For 2023, then, investors seem to be focused on relatively safe and bearish trends. Xfund Vice President Jadyn Bryden and Lightship Capital Principal Alexis Alston told TechCrunch that they are focused on generative artificial intelligence.
“I’m excited to see how AI can contribute to previously human-driven areas of business such as sales, social media, marketing and content development,” Alston said.
According to Richard Kirby, general partner at Equal Ventures, vertical software is a good subsector to watch. “What it looks like in practice is software that provides some workflow improvements to a category that allows a company to monetize various financial services,” Kerby said. Some of the areas we test include supply chain, logistics, insurance, construction and e-commerce enablement.

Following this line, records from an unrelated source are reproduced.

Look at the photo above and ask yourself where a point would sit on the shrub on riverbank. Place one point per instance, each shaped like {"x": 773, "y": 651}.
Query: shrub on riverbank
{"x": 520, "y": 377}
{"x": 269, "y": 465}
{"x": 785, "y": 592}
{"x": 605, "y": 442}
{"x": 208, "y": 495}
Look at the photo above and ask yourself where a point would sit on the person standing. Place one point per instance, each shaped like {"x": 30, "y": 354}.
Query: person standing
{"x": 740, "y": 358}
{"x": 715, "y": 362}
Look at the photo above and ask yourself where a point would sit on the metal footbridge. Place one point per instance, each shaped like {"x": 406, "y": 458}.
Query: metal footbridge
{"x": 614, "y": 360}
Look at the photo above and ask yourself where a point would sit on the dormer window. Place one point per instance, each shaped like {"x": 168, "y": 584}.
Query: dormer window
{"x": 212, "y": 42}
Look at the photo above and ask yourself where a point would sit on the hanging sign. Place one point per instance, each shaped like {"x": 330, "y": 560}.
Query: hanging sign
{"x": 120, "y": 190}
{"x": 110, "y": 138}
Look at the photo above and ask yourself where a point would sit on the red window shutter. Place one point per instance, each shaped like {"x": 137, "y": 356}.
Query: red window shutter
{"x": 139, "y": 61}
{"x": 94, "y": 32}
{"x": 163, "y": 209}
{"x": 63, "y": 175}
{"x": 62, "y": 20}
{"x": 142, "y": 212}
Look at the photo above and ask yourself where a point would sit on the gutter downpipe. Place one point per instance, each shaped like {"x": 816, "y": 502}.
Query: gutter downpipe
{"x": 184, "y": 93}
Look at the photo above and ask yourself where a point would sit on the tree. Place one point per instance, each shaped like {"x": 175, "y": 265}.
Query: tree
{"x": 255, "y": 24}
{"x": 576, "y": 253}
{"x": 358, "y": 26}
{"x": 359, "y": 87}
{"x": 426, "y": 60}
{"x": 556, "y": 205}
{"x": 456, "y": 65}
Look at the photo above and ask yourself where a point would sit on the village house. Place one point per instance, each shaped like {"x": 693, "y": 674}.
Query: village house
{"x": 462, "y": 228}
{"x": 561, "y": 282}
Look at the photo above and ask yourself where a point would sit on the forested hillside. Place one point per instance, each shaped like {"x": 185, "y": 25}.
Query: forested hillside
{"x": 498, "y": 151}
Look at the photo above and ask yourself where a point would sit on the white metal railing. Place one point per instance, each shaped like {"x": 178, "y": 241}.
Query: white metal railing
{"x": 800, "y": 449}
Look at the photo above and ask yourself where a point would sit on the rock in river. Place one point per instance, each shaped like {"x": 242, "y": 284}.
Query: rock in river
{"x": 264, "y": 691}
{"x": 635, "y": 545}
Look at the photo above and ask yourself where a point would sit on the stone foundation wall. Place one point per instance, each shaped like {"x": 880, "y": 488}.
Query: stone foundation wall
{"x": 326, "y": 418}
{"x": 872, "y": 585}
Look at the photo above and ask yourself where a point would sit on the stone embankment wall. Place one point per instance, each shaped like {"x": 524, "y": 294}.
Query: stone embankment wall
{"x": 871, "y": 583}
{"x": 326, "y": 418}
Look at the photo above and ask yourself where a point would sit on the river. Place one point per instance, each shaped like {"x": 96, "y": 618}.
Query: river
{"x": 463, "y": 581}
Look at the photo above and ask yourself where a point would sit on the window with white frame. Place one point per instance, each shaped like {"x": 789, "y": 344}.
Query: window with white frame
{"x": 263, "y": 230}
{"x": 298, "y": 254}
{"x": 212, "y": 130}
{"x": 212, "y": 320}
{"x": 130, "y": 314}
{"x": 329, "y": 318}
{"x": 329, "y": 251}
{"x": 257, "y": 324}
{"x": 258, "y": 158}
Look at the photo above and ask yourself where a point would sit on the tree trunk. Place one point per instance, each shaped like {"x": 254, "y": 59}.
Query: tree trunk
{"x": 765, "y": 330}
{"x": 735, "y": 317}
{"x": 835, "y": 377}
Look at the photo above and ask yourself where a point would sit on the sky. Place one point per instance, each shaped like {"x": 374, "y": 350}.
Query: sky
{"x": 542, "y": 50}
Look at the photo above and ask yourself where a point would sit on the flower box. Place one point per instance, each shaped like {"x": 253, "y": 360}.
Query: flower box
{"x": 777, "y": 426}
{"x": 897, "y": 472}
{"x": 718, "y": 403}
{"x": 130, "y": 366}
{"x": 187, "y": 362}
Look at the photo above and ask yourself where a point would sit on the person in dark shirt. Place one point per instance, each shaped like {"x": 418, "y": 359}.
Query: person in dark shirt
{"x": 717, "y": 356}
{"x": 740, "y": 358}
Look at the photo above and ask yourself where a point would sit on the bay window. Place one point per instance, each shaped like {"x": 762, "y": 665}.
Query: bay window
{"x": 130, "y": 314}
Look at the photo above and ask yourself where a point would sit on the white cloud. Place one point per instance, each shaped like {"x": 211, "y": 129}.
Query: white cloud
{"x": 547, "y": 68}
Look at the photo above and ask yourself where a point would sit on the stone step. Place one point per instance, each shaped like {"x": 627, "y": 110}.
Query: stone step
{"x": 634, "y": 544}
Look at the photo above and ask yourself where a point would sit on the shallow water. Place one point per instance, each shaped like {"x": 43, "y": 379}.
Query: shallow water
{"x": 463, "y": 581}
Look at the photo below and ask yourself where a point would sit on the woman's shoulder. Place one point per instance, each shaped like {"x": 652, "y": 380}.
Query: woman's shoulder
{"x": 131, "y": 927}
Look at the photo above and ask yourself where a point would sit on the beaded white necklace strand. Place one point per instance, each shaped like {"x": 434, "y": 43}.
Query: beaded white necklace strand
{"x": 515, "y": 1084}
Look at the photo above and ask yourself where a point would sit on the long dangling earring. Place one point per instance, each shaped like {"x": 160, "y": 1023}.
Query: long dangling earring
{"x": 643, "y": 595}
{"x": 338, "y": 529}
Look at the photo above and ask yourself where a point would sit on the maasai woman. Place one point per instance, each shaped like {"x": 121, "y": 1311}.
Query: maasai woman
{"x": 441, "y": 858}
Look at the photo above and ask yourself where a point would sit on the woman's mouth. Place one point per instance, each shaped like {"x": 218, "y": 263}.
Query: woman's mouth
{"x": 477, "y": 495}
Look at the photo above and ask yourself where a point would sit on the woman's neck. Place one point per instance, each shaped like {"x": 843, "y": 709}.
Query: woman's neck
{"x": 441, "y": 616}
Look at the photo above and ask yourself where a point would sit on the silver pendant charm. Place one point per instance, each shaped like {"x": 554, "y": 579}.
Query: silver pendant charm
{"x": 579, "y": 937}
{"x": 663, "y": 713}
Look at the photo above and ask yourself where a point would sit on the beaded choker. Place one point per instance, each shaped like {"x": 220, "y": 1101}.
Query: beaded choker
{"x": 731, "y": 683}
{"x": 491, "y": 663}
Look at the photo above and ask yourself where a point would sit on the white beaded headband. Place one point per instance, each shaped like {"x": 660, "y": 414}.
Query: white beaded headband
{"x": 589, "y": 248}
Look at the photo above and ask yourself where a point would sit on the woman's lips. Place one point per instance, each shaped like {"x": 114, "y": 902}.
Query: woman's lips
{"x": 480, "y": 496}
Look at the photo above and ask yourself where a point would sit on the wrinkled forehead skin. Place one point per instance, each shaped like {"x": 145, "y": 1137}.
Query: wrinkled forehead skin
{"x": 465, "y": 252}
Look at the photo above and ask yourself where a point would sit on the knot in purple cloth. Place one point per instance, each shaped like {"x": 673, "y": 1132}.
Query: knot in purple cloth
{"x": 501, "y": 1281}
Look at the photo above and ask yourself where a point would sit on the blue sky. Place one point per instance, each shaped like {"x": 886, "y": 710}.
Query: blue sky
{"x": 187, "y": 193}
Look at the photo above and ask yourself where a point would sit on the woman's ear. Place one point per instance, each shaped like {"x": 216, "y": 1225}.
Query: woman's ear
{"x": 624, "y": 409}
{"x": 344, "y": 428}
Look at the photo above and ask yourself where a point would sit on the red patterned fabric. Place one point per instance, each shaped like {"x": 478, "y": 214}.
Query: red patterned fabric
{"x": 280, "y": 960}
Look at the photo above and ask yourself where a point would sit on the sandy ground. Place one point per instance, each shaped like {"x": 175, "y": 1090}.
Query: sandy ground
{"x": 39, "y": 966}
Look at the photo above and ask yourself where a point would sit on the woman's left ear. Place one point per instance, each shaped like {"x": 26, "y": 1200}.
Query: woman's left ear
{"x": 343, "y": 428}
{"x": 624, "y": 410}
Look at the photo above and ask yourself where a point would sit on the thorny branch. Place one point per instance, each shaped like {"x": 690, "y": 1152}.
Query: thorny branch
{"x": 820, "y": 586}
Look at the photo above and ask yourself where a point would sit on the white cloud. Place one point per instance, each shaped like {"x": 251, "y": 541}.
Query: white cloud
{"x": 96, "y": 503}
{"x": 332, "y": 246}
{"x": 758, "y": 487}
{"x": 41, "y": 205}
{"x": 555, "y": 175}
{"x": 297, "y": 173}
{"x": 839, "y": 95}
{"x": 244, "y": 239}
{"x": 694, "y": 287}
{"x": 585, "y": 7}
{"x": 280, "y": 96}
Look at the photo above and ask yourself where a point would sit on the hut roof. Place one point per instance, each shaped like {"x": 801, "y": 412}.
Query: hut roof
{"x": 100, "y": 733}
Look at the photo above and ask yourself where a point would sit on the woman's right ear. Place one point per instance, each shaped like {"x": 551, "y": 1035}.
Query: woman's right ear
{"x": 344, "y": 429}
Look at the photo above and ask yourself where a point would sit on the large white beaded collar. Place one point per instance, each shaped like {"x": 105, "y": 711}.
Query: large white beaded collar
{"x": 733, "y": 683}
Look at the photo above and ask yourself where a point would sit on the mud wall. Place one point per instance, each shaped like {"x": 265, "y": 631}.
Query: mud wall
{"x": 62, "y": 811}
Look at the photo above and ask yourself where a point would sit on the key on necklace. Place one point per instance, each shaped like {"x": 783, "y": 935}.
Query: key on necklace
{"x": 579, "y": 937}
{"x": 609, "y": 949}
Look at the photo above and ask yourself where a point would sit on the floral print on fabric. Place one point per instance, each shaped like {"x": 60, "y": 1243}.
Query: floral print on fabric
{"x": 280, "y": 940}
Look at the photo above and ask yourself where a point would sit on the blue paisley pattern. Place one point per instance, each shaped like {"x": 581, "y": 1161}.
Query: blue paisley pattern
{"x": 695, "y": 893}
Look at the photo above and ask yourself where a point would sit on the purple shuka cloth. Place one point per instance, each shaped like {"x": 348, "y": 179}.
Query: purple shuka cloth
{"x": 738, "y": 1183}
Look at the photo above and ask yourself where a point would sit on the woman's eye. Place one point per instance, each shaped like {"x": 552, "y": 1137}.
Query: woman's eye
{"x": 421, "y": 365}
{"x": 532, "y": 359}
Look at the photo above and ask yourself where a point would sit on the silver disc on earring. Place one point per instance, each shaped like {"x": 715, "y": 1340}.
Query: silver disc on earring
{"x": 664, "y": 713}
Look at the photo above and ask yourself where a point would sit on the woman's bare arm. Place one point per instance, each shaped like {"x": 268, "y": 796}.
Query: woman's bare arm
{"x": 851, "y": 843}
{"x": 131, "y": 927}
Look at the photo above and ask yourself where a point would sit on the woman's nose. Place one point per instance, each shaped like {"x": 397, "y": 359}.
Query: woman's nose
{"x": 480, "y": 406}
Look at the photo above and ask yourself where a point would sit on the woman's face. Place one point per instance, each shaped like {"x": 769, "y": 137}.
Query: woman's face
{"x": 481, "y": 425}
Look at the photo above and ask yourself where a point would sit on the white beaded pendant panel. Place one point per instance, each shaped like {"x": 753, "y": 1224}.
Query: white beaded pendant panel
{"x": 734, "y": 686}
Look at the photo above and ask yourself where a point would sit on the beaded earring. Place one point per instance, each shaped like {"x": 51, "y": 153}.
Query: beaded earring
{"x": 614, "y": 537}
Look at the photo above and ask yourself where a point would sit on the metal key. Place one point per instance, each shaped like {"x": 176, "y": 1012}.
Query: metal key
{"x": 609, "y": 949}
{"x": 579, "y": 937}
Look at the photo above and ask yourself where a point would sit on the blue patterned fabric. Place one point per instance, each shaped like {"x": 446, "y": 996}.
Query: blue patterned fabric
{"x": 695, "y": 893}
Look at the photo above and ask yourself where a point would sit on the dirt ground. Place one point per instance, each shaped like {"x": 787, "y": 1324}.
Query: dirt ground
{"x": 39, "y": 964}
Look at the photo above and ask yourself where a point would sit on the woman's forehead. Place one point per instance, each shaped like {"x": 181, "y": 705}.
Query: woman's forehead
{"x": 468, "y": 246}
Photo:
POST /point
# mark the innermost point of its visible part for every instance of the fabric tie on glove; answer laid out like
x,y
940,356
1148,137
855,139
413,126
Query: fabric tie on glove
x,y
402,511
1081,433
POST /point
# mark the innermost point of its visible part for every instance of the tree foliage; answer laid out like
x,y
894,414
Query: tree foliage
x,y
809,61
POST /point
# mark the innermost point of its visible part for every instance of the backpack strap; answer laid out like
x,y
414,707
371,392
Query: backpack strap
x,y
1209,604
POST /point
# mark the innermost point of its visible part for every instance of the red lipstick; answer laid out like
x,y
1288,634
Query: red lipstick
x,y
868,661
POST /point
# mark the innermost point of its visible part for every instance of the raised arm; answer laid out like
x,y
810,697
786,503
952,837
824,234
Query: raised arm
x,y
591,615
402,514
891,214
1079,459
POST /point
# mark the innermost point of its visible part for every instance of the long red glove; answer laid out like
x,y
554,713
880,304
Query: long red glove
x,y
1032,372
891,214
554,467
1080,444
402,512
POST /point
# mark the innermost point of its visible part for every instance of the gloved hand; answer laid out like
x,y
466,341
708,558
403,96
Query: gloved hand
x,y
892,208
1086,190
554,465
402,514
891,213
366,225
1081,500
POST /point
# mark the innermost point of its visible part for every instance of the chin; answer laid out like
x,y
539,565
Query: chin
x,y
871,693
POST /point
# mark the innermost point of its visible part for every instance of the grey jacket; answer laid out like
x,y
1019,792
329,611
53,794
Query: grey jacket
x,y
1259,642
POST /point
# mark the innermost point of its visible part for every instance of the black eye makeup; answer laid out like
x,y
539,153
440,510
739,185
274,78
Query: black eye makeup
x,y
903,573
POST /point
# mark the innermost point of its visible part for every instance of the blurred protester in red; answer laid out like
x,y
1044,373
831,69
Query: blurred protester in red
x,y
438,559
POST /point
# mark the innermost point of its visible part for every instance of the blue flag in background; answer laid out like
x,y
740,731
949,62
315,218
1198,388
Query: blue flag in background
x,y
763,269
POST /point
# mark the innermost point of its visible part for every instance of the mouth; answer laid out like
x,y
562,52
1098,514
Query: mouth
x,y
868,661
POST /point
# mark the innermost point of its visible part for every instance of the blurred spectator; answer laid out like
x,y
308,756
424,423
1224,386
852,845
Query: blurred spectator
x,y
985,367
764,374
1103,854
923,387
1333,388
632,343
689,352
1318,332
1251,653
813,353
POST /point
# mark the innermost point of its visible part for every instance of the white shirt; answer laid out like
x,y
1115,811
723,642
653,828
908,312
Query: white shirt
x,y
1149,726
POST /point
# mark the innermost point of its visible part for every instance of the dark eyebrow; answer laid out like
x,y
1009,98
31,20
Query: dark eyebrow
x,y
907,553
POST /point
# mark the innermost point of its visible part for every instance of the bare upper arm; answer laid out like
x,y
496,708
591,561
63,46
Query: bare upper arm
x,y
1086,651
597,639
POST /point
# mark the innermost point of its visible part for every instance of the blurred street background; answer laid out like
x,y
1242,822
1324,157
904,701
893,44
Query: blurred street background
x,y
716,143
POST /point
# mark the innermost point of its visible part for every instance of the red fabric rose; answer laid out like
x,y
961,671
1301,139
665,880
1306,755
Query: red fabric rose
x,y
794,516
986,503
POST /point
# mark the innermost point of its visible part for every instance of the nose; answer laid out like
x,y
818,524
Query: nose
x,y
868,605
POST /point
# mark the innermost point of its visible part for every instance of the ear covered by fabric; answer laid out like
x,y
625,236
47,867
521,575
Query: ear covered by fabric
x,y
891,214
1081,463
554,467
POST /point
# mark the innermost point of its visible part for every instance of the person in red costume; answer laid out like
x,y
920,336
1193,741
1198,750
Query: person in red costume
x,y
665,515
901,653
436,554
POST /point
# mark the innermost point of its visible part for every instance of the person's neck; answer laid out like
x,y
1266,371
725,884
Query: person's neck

When it comes to funding unrepresented founders, the investors agree that not much is likely to change. While Alston said she was concerned about the declining numbers, Bryden said she believes more venture dollars are going to black founders because there are “more and more diverse investors every year.”
“It’s a slow progression,” she said, noting that more diversely-led companies are emerging to support black founders. “Having black decision-makers at the table can be a great way to ensure that black founders are represented on the board.”
Read Full survey here Find out what these investors can expect in 2023, what laws and policies they’re keeping an eye on, and the best way to get them out.